Three Ways to Ensure You’re Getting the Most from Training
There is a reason no one has ever said: “I learned how to do brain surgery last year, and I’m sure I’ll still be really good at it now…”; “Don’t worry! I watched a few videos online; I’m totally ready to raise a child”; or “I took a couple of swimming lessons when I was a kid. The English Channel should be no problem.”
At least, I hope not.
Here’s the point: without a plan for sustained follow-up after a training program, don’t bother. Many organization leaders do not understand that the real training begins in the days and weeks following the initial sessions. Otherwise, they risk sabotaging employee enrichment.
This means planning more than a day or two of workshops or instruction. It means a season of assistance in implementation, re-training, coaching, assessment and progress toward full competence in new skills or knowledge.

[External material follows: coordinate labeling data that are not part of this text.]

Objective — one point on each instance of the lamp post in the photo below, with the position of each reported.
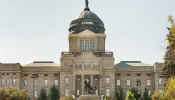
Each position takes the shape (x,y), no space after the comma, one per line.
(34,76)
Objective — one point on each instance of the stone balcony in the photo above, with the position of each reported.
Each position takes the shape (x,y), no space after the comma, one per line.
(96,53)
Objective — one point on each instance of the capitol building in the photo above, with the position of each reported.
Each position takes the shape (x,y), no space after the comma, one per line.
(86,59)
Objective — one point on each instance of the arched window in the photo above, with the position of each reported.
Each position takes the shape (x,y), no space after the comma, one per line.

There’s a long-standing myth that it takes 21 days to form a new habit — which originated from the work of Dr. Maxwell Maltz, who studied attempts to heighten his subjects’ sense of fulfillment by adjusting their beliefs about themselves. He actually noted that it took a minimum of 21 days for a new belief to take hold, and in most cases a much longer period of sustained effort to retrain thought patterns.
Whether you’re looking for soft skills to sharpen your team or direction in using your company software, the best results occur when a plan assesses, adjusts and reinforces the initial presentation of material.

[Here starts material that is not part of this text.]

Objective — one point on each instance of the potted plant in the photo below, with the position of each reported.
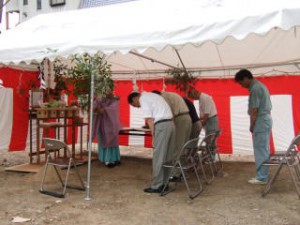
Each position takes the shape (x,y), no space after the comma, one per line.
(182,79)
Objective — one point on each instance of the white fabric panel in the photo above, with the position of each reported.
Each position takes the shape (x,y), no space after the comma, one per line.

So, what’s a quick takeaway to consider?
Right after a training session — no more than two to three days after your initial session — each trainee should have a conversation that covers these topics:
- What specific topics were new to you?
- Summarize what you learned.
- What challenges did the training solve? Any new ones created?
Utilize methodology that forces a trainee to show what they learned. This could be a case to solve using their new skills or a meeting where they demonstrate some insights they gained in training. Debrief after the assessment to talk about what went well, and then identify areas where training may need to be supplemented.

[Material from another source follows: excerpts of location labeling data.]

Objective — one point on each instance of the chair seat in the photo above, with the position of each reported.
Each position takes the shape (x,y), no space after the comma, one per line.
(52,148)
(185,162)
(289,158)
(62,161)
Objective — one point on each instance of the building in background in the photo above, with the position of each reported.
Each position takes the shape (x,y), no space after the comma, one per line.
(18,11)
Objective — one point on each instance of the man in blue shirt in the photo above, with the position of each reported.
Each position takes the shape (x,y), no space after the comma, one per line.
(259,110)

With the feedback from the evaluation step, check in after a couple of weeks to analyze how the training has made a difference in their work. Ask what and how they are implementing from the training, and what skills might come next. Affirm their commitment to grow in their abilities and demonstrate confidence in their roles.
Above all, the leader responsible for training must demonstrate a serious concern for employee growth and development. The bottom line: You can’t avoid these conversations, and it will be well worth it to have them in the long run.
According to the National Training Laboratories, the highest retention rates for learning new skills involve active participation, such as teaching someone else a skill you recently learned. According to their research, the best you can do with passive teaching methods is a retention rate of 30 percent. Group discussion, practice and teaching others garner retention rates of 50, 75 and 90 percent, respectively.
Stop sabotaging your training efforts. To be successful, it’s important to plan for implementation post-training with as much effort and work as your initial training sessions!